Gonzaga pitcher Brandon Bailey threw a complete game, striking out a career-high 17 batters to improve his record to 9-3. Fellow tri-champion BYU (37-16) fell behind 2-0 in the third inning off a pair of bloop pop doubles to left field.
"Brandon Bailey simply overpowered us tonight," BYU coach Mike Littlewood said. "We didn't make adjustments at the plate and that resulted in 17 punchouts. The little things cost us in this game. We lost a fly ball, fell behind a couple hitters and Mike (Rucker) had trouble fielding a ground ball back to him and that was the difference in the game. We need to get back to the park early Friday and show our true character."
Cougar starter Michael Rucker had retired his former team in order in the first two innings in front of an audience that included over 30 pro scouts and repeated that feat in the fourth, sixth, seventh and eighth innings, but was tagged for his first loss of the year with an 11-1 record.
Those third inning shallow pop doubles to left field were costly. The first by leadoff batter Joey Harris was lost in the lights and night sky, landing out of nowhere between shortstop, third base and left field. Harris scored on Sam Brown’s double which bounced out of the glove of sliding Eric Urry. Brown then scored on Jeff Bohling’s gap double.
Bailey fanned two Cougars in the first, three in the second, three in the third, three in the sixth and two in the seventh to stymie BYU.
Kringlen, the WCC Freshman of the Year, helped BYU avoid a shutout with his one-out homer in the seventh. Larsen swatted a towering homer off the fair pole in left field from the first pitch offered in the eighth frame. Urry knocked his leadoff homer to right field, a spot known corporately as “Jackson’s Rancherita Back Porch.”

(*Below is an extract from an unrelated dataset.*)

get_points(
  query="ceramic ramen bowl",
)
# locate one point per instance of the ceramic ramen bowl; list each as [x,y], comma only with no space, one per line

The three homers equals BYU’s three total home runs in as many tournament games in 2013 when the Cougars hit a combined three homers by Jaycob Brugman, Bret Lopez and Kelton Caldwell. Dillon Robinson hit BYU’s only homer in the two tourney games of 2015.
Rucker threw 117 pitches, coming on strong in the later innings after giving up three more runs in the fifth, starting with an error as he attempted to field a roller off the mound. The loss was only the second of Rucker’s BYU career against 16 wins.
Bailey meanwhile scattered six hits, the only pair coming in the fifth inning when Kringlen and Daniel Schneemann led off with consecutive singles, but were stranded.
BYU faces an uphill battle through the consolation bracket, starting Friday with a noon PDT game against Pepperdine (28-23), who lost to tri-champion Saint Mary’s 8-7 in 11 innings in Thursday’s tourney opener. A win for the Cougars pits them in a 7:30 p.m. PDT survival game Friday against the loser of Saint Mary’s-Gonzaga.